Error in ==> inpaint_nans3 at 159 rhs=-fda(:,known_list)*A(known_list);
What does this mean?

Accepted Answer

Titus Edelhofer
Titus Edelhofer on 20 Jul 2011
Hi, you will probably have to convert the image from integer values to doubles. Try
Ad = double(A);
and run inpaint_nans with Ad ...
Titus
  3 Comments
Paulo
Paulo on 21 Jul 2011
thank you very much to the both of you
DGM
DGM on 6 Nov 2022
Edited: DGM on 6 Nov 2022
I should add that if your image is integer-class (e.g. uint8), then it has no NaNs.
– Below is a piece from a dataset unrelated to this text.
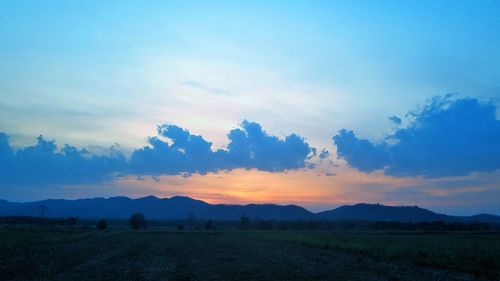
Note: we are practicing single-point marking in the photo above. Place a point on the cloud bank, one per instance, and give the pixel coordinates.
(447, 137)
(173, 151)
Casting to 'double' will eliminate the error, but unless you do something to add NaN pixels to the image, there will be nothing for inpaint_nans to fill.
A = imread('cameraman.tif'); % uint8
A = im2double(A); % double, correctly-scaled for its class
% there's nothing to do here
op1 = inpaint_nans(A);
imshow(op1) % the image is unchanged
The above example accomplishes nothing, since there's nothing to inpaint. You'll have to create a mask from something and use that to apply NaNs to the image regions that need to be estimated.
% a logical mask
mk = imread('cmantifmk.png')>128;
% use NaNs to embed the mask in the image
A(mk) = NaN;
% there's actually something to do now
op2 = inpaint_nans(A);
imshow(op2)
... not that that's a good mask to demonstrate inpainting with, but it at least shows that inpainting is happening.